Raymara – Qual é o melhor momento para procurar ajuda profissional?
Thiago Dourado –
O ideal é procurar ajuda antes de chegar ao burnout. A prevenção é fundamental. Assim como realizamos check-ups para cuidar do coração ou da glicemia, também precisamos cuidar da saúde mental.
Esse cuidado começa com uma autoanálise: como estou me sentindo? Algo mudou no meu comportamento? Conversar com alguém de confiança e buscar o apoio de um psicólogo pode evitar que o estresse evolua para algo mais grave.

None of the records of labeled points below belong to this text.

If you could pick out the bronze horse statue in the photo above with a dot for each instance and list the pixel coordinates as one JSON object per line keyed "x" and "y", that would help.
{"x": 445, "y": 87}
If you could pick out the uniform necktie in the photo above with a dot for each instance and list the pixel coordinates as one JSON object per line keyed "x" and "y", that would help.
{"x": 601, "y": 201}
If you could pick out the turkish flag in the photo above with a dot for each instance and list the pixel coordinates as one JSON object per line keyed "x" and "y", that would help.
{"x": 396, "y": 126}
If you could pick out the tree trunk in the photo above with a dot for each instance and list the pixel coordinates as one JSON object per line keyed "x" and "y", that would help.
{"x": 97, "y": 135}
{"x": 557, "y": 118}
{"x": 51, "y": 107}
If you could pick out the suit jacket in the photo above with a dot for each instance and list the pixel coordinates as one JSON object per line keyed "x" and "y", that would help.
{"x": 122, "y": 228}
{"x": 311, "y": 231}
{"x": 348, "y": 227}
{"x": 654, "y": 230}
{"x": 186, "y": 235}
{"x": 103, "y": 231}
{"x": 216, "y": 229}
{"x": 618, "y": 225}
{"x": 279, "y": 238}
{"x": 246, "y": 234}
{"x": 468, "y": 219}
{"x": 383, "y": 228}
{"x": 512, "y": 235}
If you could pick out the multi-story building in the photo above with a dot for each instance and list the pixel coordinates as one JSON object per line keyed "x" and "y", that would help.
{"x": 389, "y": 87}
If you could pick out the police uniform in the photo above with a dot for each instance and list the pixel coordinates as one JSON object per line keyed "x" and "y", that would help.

Raymara – Qualquer médico pode diagnosticar o burnout?
Thiago Dourado –
Não. O diagnóstico de burnout segue critérios específicos. Mesmo que um psiquiatra identifique sintomas compatíveis, ele não pode, sozinho, atestar o burnout. De acordo com normas do Conselho Federal de Medicina, é necessário que o profissional conheça o ambiente de trabalho do paciente.
Isso é essencial para confirmar que o adoecimento está, de fato, diretamente relacionado às condições laborais.
A entrevista evidencia que o burnout não surge de forma repentina. Trata-se de um processo silencioso, que envolve corpo, mente e ambiente de trabalho. Reconhecer os sinais precocemente, buscar ajuda especializada e promover ambientes profissionais mais saudáveis são passos fundamentais para preservar a saúde mental dos trabalhadores.